Fifty years ago, few if any Americans could have imagined that an announcement by President Kennedy that the U.S. would commit more material and advisory support to South Vietnam would change, divide and define our nation — and really, an entire generation.
But no one felt those deep divisions more than those who were, in so many cases, drafted into the service and sent to southeast Asia to fight. For after carrying out their orders, watching colleagues die by their sides, confronting death on an hourly basis in jungles and river deltas far from home, many returned to a homeland that had turned on them as well as on their work.
As Gloucester lawyer Mark Nestor puts it in today’s letter at right — signed, as he always does, from the “Vietnam Class of ‘70” — too many Americans “mistook the warriors for the war.” The result was one of the most shameful episodes in our nation’s history — a period when returning veterans who had served their country were not offered aid toward re-entering American life and the work force, but instead shamed and villified as killers in a war that even many of them would never truly understand.
Thankfully, those sentiments have subsided among most Americans in the more than three decades since. While many have often questioned the U.S. decision and policy-making roles in Iraq and Afghanistan, for example – and the 1991 Persian Gulf War before that — nearly all have consistently rallied around supporting our troops who are on the front lines, virtually all have expressed our gratitude to them for their service, and many are at least aware of the veterans services available to them.

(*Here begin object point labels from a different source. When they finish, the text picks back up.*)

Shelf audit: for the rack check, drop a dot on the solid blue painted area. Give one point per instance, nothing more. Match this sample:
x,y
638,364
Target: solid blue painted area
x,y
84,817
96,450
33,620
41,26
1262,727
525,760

That’s still not the case for too many Vietnam veterans, who still often don’t play active roles in groups such as the American Legion, Veterans of Foreign Wars and AMVETS, and still have not been able to gain the level of closure they deserve. Yet Sunday morning is a chance to finally give them that — and to express the level of support and gratitude they really deserved so many years ago.
In Gloucester, Rockport and Manchester, local parades and touching ceremonies will once again pay homage to Veterans Day. And this year, those events should extend a special salute to those Vietnam veterans on the 50-year anniversary of the beginning of that war, while also remembering those who fought in Vietnam and never returned, like the 11 young Gloucester men enshrined on the city’s Vietnam Memorial outside Gloucester High School.
If you can’t attend, be sure to express your thanks to any and all veterans whom you may meet over this Veterans Day weekend.
They deserve nothing short of our utmost and unconditional thanks and support — the kind of thanks too many of them have never heard.